In March job growth remained reassuringly solid. Nonfarm payrolls increased 215K down from 245K in February. The message from the household survey was generally favourable. The unemployment rate increased to 5%, but that reflects higher labour supply. Indeed, the labour force participation rate increased by one tenth to 63%. This is the fourth monthly increase and partly explains why unemployment has been hovering around 5% in the past months.

participation rate

…but less luck for part time workers looking for full time jobs

Meanwhile part-time workers willing to work full time edged up by one tenth to 9.8%. This was a bit disappointing, since this indicator had also been falling lately. This was a sign of a broader dynamism in the labour market, since more workers both from outside the labour force and within the labour market were able to access full time jobs.

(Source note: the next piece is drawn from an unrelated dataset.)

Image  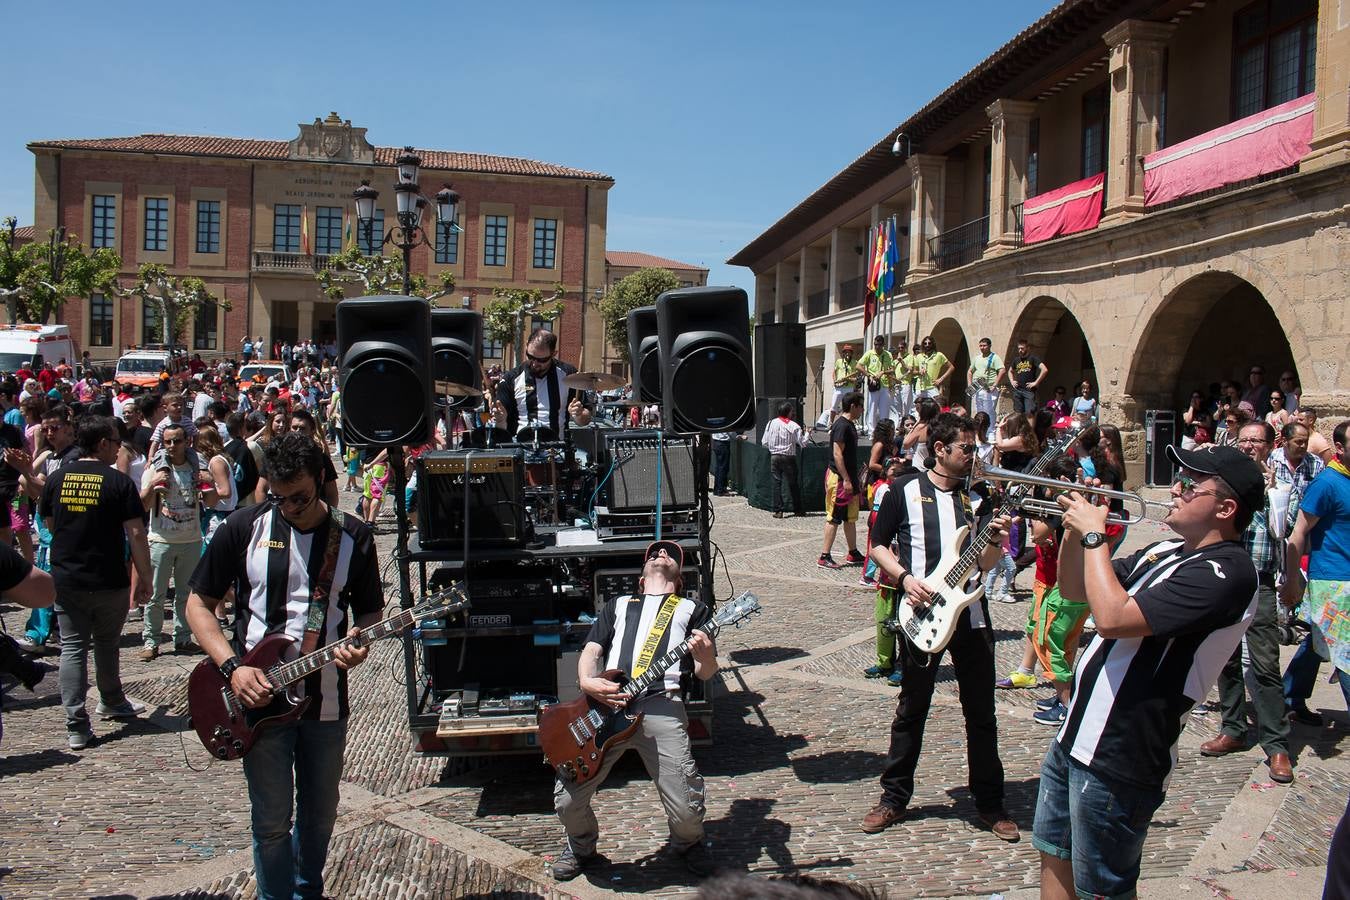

Wages firm, but party due to payback

Average hourly earnings showed some upward pressure increasing by 0.3%, but that was after falling by -0.1% the previous month. The annual increase of average hourly earnings was 2.3%, following 2.2% growth in March. Above trend job-growth has not been fully translating into wage pressure as the unemployment rate is stable. This month’s increase in wage growth is partly payback for weak wage growth in February and the trend remains moderate.

Goods-sector continues to show weak hiring

Turning to the details of the report, these were mixed. Hiring in the goods-producing sector showed a further rise in lay-offs in the manufacturing sector (-29K), while the construction sector continues to add jobs (37K). Meanwhile the service-producing activities showed strong growth (215K), mainly in retail trade and professional business services.

We expect the Fed to remain on hold, primarily as a result of downside risks

We continue to expect the Fed to remain on hold this year, primarily because of concerns about the global economy and the weaker pace of growth of the US economy. Federal Reserve Chair Yellen in a speech held a few days ago, at the Economic Club of New York, underlined her concerns about global developments. She mentioned that the improvement in the labour market in the past two years was considerably faster than expected. However, she suggested that this pace of improvement could be slower if foreign developments were to affect the US economy more adversely. She also emphasised that there is more slack in the labour market than one would surmise by looking at the employment rate alone. Finally, she was considerably cautious in her tone regarding that adjustment of rate policies. She mentioned that this caution was warranted because the federal funds rate was so low and as a result of the downside risks to the global economy.